Unlike SNI and PUI, the PIPS tip remains in the access cavity providing, expanding, and collapsing cavitational bubbles that progress as shear forces along the canal walls 12 . Our results showed no remaining Ca(OH)2 throughout the root canal system in mesial roots of mandibular molars with Weine Type II canal anatomy and isthmuses. Even the most apical area of the root canal, which normally imposes increased irrigation difficulties 10 , was free of Ca(OH)2. The increased average fluid velocity from the middle to apical third may have contributed to these results 12 . Additionally, samples tested were Weine Type II canal systems that allow fluid interchange to occur in a circular pattern between the mesio-buccal and mesio-lingual canals. The enhanced fluid movement and high velocity shear stresses could have resulted from the inherent canal anatomy, potentiating Ca(OH)2 removal from the apical third.

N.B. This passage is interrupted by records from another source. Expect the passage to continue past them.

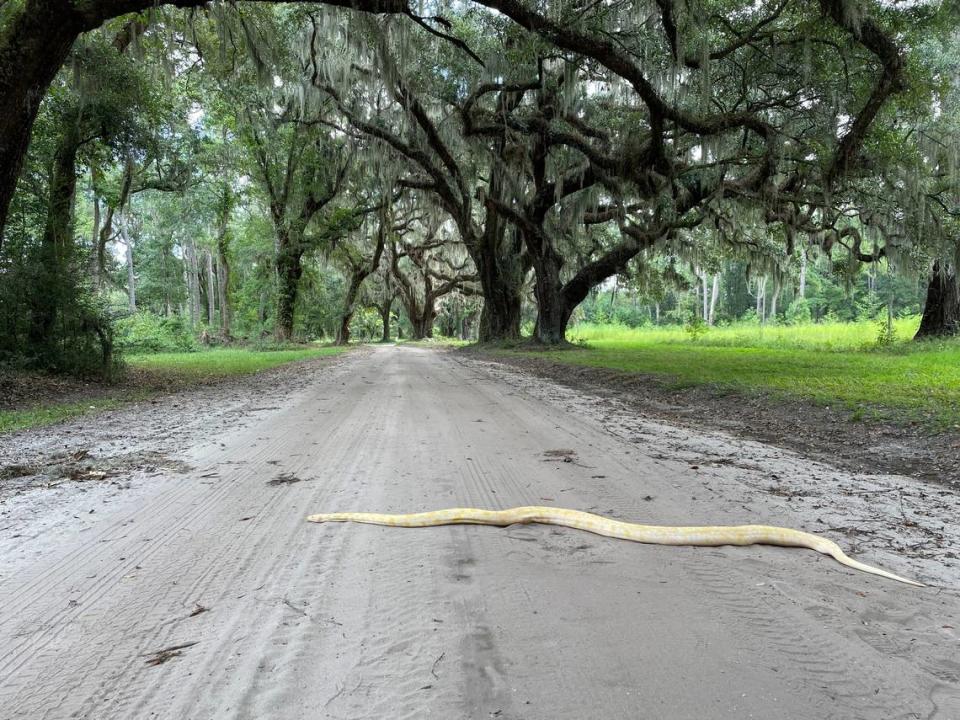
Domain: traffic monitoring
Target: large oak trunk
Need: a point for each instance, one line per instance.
(500, 317)
(56, 245)
(349, 305)
(941, 312)
(385, 319)
(552, 312)
(289, 271)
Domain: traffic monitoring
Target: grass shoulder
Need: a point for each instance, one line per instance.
(830, 365)
(37, 400)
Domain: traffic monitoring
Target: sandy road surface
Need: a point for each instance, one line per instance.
(292, 619)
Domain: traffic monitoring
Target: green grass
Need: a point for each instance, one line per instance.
(833, 336)
(833, 364)
(11, 420)
(159, 372)
(212, 364)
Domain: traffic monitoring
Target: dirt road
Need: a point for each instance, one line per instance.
(202, 593)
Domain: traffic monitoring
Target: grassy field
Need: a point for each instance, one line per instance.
(830, 364)
(218, 363)
(153, 374)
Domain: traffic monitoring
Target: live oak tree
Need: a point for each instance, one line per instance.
(577, 142)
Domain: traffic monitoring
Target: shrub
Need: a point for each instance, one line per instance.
(798, 313)
(146, 332)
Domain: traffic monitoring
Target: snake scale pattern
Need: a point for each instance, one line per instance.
(710, 535)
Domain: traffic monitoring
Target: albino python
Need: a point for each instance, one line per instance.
(652, 534)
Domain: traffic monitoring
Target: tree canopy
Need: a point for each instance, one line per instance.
(293, 169)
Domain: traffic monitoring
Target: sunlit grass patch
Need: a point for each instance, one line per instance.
(833, 364)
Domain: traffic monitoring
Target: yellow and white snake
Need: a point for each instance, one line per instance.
(651, 534)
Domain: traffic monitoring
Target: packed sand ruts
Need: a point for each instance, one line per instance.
(198, 590)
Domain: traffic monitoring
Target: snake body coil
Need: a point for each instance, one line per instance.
(709, 535)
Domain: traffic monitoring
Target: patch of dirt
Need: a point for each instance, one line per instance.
(827, 433)
(285, 479)
(144, 437)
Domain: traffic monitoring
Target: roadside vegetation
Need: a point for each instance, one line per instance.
(855, 366)
(148, 375)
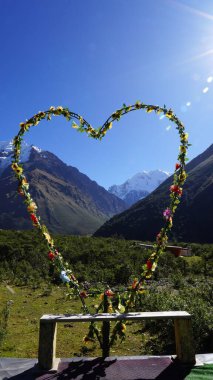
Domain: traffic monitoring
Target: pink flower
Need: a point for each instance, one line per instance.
(167, 213)
(51, 256)
(149, 264)
(109, 293)
(83, 294)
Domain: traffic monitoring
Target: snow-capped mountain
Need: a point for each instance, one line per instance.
(139, 186)
(69, 202)
(6, 152)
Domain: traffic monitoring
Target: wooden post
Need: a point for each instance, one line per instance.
(47, 344)
(105, 331)
(184, 341)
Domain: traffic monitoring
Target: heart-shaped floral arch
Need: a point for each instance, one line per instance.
(119, 303)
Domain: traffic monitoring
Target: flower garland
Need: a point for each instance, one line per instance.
(110, 302)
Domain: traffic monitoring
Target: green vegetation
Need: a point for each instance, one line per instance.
(183, 283)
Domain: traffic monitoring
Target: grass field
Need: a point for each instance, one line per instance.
(23, 326)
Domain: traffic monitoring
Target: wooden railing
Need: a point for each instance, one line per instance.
(48, 331)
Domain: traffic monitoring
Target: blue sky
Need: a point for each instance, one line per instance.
(94, 55)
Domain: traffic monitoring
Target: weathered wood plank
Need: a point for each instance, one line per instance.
(184, 341)
(47, 345)
(115, 316)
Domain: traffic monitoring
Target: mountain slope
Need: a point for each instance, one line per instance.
(138, 186)
(69, 202)
(194, 217)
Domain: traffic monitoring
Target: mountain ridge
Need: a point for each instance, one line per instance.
(193, 218)
(68, 200)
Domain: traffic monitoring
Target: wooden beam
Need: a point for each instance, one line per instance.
(184, 341)
(47, 344)
(115, 316)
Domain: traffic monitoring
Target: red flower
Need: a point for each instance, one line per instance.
(149, 264)
(51, 256)
(34, 218)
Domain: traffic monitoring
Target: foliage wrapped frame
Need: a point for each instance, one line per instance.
(110, 302)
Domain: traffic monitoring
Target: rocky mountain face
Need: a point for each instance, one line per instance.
(193, 220)
(139, 186)
(69, 202)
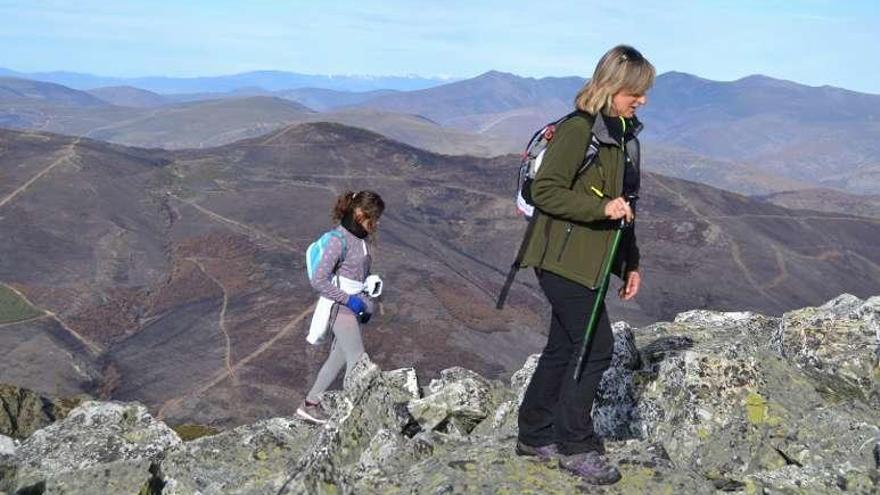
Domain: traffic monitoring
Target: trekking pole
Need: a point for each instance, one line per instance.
(603, 288)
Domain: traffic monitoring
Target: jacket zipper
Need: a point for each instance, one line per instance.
(568, 230)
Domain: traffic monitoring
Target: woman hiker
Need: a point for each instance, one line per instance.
(567, 249)
(338, 266)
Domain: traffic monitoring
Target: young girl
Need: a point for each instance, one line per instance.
(339, 275)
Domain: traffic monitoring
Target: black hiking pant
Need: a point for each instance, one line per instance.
(556, 408)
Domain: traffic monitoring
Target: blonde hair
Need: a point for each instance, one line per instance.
(621, 68)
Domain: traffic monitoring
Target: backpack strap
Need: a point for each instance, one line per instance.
(341, 237)
(590, 155)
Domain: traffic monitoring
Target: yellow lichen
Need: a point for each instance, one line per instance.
(756, 408)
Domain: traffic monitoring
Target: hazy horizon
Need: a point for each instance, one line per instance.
(810, 42)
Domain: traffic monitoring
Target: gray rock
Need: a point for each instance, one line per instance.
(404, 378)
(94, 433)
(459, 399)
(252, 458)
(7, 447)
(837, 344)
(712, 401)
(130, 476)
(368, 405)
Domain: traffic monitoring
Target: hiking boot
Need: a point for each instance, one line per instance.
(312, 413)
(591, 468)
(544, 452)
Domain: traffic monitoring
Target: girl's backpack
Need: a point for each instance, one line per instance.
(528, 169)
(316, 250)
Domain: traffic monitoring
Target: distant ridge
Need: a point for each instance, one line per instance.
(267, 80)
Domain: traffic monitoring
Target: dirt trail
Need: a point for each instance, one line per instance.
(237, 226)
(222, 375)
(783, 271)
(735, 249)
(222, 321)
(93, 348)
(67, 154)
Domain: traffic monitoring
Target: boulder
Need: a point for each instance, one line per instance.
(95, 433)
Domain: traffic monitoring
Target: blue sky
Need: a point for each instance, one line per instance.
(809, 41)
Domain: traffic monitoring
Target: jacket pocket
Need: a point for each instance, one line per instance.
(568, 228)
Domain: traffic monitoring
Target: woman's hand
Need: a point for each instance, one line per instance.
(631, 287)
(618, 208)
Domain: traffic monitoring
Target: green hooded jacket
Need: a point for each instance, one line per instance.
(572, 235)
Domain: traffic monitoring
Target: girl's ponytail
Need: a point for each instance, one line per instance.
(343, 205)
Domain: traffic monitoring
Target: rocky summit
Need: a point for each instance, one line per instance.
(710, 402)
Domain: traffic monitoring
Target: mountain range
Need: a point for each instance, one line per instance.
(756, 135)
(176, 278)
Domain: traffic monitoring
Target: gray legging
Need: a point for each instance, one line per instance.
(346, 350)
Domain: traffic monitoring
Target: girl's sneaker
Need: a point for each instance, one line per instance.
(312, 413)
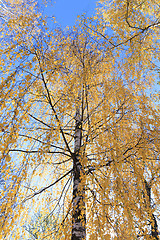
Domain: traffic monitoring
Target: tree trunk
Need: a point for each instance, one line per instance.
(79, 215)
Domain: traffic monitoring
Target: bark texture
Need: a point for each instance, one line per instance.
(78, 216)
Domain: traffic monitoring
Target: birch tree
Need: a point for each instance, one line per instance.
(77, 117)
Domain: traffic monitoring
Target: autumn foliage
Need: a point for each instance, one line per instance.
(80, 122)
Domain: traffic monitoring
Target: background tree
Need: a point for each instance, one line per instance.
(78, 119)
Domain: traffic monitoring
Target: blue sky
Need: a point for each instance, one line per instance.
(66, 11)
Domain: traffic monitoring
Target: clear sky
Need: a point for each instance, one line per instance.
(66, 11)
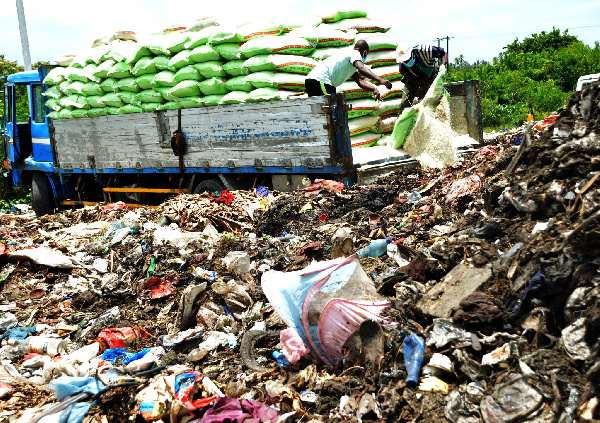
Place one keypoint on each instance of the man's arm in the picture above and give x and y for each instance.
(362, 69)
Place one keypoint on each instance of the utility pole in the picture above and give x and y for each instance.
(24, 39)
(447, 38)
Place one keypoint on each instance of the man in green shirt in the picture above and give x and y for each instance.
(335, 70)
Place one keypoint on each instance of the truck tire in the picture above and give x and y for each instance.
(42, 197)
(210, 185)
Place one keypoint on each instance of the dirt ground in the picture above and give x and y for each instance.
(526, 206)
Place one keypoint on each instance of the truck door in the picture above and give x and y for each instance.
(17, 132)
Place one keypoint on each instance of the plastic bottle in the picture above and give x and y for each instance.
(376, 248)
(413, 197)
(41, 345)
(414, 351)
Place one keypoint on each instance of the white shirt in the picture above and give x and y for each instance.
(336, 69)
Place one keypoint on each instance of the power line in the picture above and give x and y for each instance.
(517, 33)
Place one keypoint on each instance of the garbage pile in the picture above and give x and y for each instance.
(464, 294)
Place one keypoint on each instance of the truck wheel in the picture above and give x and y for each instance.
(210, 185)
(42, 198)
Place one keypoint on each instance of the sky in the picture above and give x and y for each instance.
(479, 30)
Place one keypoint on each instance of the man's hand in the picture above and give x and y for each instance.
(388, 84)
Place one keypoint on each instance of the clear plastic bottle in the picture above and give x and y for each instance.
(376, 248)
(413, 197)
(41, 345)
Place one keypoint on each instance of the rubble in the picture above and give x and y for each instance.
(188, 312)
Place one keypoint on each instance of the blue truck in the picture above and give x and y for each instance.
(145, 157)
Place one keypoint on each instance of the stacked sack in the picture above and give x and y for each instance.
(215, 61)
(369, 120)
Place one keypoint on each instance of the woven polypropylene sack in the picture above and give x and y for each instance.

Under the conditions of the present study, the use of PIPS laser-activated irrigation demonstrated consistent removal of Ca(OH)2 from the entire canal system of mandibular molars with Weine Type II canal configurations, including the most complex isthmus areas found in the apical half. The new PUI and SNI did not consistently remove Ca(OH)2 from the canal system. The efficacy of PIPS irrigation in removing Ca(OH)2 from mandibular molars with different canal configurations should be investigated in future studies.
CONCLUSIONS
Within the limitations of this study, our findings suggest that PIPS laser-activation was more effective for the removal of Ca(OH)2 from mesial roots of mandibular molars with Weine Type II canal configurations than PUI with EndoUltra and SNI.
ACKNOWLEDGEMENTS
We are grateful for the assistance and expertise provided by Dr. Daniela Handl, Volume Graphics GmbH, in the evaluation of the 3D datasets. This study was supported by a resident research grant from AAE Foundation – American Association of Endodontists Foundation and is submitted in partial fulfillment of the requirements for the degree of Master of Dental Science.